Canadian short story writer, poet and radio broadcaster (1929–2014)

Gertrude Elizabeth Story ( Wudrick; September 19, 1929 – January 18, 2014) was a Canadian short story writer, poet and radio broadcaster. She began writing humorous stories and commentaries based on the rural German-Canadian Lutheran farming community she was raised in, in 1950. Story's works were broadcast on CBC Radio and did home-based literary reports for the network. authored multiple novels and published a poetry collection during the early 1980s to the early 1990s. She served as writer-in-residence of across various Canadian institutions and was an active member of the Saskatchewan Writers' Guild.

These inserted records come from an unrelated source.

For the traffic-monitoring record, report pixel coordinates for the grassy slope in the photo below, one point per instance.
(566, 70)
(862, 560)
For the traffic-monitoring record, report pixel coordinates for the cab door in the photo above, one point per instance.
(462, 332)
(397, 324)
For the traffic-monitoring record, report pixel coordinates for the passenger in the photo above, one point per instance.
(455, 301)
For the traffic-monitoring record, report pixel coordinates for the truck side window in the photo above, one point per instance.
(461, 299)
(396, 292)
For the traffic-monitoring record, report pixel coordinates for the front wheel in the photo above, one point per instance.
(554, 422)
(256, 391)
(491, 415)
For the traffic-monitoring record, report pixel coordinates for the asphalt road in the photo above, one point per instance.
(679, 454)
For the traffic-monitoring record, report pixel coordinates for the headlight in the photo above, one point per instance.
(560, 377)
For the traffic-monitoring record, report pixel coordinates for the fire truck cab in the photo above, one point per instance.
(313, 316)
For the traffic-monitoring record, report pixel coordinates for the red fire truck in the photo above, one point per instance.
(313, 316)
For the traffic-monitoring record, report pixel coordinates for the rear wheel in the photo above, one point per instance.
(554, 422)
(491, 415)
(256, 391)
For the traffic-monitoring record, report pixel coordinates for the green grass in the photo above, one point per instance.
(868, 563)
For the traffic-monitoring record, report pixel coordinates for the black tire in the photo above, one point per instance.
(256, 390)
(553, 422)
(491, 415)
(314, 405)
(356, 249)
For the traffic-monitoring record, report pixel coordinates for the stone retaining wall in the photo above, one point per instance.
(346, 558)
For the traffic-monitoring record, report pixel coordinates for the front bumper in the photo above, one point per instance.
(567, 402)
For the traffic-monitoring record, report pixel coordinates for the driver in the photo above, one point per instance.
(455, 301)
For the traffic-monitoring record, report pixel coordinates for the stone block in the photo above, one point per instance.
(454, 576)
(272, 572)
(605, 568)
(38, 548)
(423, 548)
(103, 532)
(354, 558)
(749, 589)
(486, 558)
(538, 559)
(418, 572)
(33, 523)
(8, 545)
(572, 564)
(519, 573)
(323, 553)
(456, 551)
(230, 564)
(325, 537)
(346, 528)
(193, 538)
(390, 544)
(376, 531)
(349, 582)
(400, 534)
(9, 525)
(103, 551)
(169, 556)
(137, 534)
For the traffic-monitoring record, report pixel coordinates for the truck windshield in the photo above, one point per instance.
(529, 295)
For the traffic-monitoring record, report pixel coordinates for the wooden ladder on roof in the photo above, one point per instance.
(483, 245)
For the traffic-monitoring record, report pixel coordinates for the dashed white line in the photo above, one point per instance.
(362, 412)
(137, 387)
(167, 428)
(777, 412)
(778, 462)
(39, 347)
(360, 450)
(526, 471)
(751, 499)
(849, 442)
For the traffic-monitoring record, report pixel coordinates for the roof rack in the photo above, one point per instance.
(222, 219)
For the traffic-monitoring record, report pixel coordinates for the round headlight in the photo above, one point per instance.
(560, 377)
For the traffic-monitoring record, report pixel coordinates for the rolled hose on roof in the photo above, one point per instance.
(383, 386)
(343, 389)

The works of Story have been studied in Australian and German university classes.

==Early life and education==
On September 19, 1929, Story was born in the Bergheim district, close to Sutherland, Saskatchewan, in Canada. She was the daughter of Rheinhold and Mathilda (Jabusch) Wudrick, and was raised in a German-Canadian Lutheran farming community, with three siblings. She left the Lutheran farming community at a young age and did not return. In 1976, Story matriculated to the University of Saskatchewan, graduating with a Bachelor of Arts degree with distinction in 1981. She earned the university's Arts Prize and President's Medal honours as the College of Arts and Science's most distinguished graduate.

==Career==
Following the completion of her high school education, she began her career as a bank clerk. In 1950, having received encouragement from her husband to express herself in writing, she began to author funny stories and commentaries based on rural life she grew up in. Story's works were broadcast on CBC Radio, and she made literary reports from her Vanscoy, Saskatchewan home for the network. In 1978, she earned the Saskatchewan Culture & Youth Poetry Prize, giving her the W. O. Mitchell bursary, and a CBC Radio Literary Award two years later. She was named third prize winner in the short story category for But First You Ought to Ask The Bride at the 1981 CBC Literary Competition. Story's first book, which was a poem collection, The Book of Thirteen was published by Thistledown Press in 1981. The following year, she received the Saskatchewan Writers’ Guild Children's Literature Award.

Story's first novel, The Way to Always Dance, was published in 1983, followed by her second novel, It Never Pays to Laugh Too Much, a year later and her third novel, The Need of Wanting Always, in 1985. During 1986, she authored Black Swan and Rowena, Rowena, Rowena. Story published her autobiography, The Last House on Main Street, in 1988. Her final works, After Sixty: Going Home, and, How to Saw Wood with an Angel, were published in 1991 and 1992 respectively. From 1984 to 1985, Story was made writer-in-residence of Prince Albert by the Saskatchewan Writers' Guild as part of Saskatchewan's government resident artist program, the Saskatoon Public Library between September 1986 and July 1987, the University of Winnipeg in 1988, the Moose Jaw Public Library until July 1991, and was appointed the same role of the Yukon Territory in the North of Canada, serving from September 1991 to February 1992.

She was an active member of the Saskatchewan Writers' Guild. Story spent a lot of time teaching writing at sponsored workshops staged by the Guild and writer-in-residence programs. She conducted public speeches starting from 1979.

==Personal life==
Story was married to the rural schoolteacher Joseph LeRoy Story, with whom she had two children, until his death in 1973. She died in Weyburn, Saskatchewan, on January 18, 2014. Story was given a direct cremation without a funeral service as per a request.

==Writing style and legacy==
Verne Clemence of The StarPhoenix called Story's writing style as "Words such as 'growingess' characterize Story's writing style." Clemence further noted "The changes in the people in her new stories from those in her past books are subtle. But the distinctions are significant. Most in the new crop are serene. They've left behind the angst-ridden, 30-something years, where the preoccupations were making a living, fleeting romances and the stresses of the competitive, materialistic world."

The works of Story have been studied in Australian and German university classes. The University of Saskatchewan Archives and Special Collections held an exhibition displaying a collection of her works and information about the writer at the Murray Library from January to February 2014.